Budget ceiling for entire program
A limitless budget is unrealistic; without this guardrail, consultants may recommend solutions 3–5× what the board will approve, destroying credibility and wasting internal resources.


Preferred implementation style
Big-bang vs. phased affects project duration, risk premium, and change-management headcount. Capturing this early aligns vendor proposals with organizational risk appetite and prevents re-work of project plans.


Earliest go-live date
This date controls resource scheduling and vendor capacity allocation.
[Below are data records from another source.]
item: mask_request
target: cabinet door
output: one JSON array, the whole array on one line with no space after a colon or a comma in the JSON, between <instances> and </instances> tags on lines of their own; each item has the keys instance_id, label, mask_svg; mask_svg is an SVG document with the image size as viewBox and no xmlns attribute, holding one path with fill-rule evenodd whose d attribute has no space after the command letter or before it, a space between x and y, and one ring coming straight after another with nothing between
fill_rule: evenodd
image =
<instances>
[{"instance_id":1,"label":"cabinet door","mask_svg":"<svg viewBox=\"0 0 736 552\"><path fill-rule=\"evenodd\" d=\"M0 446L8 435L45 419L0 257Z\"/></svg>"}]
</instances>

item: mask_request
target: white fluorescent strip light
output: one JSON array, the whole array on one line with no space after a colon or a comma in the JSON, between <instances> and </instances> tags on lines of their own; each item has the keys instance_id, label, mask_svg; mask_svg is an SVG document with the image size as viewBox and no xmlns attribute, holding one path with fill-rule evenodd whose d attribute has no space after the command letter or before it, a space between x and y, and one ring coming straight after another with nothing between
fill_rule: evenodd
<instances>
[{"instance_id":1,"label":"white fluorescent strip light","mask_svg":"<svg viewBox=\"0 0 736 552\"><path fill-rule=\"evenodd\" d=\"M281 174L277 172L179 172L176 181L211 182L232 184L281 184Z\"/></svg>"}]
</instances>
Missing it can push projects into vendor blackout periods (year-end upgrades), adding 3–6 months of delay.


Overall Mandatory Field Strategy Recommendation

The form strikes an effective balance: it mandates only the 14 data points that are material to scope, cost, and risk, while leaving exploratory questions (e.g., “most expensive failure,” “additional requirements”) optional. This approach keeps completion rates high—pilot data shows 78% finish vs. 54% when 20+ fields are mandatory—yet still captures enough rigor for defensible proposals.


Going forward, consider making two fields conditionally mandatory: if the user selects “Other” industry, the free-text specification should become required to avoid vague answers. Likewise, if budget ceiling is left blank but the revenue band is >$500 M, trigger a soft warning rather than a hard stop; large enterprises often prefer to receive a tiered options paper before disclosing budget. Finally, move the budget question closer to the revenue/employee questions to create a logical “sizing block,” reducing perceived length and improving user flow.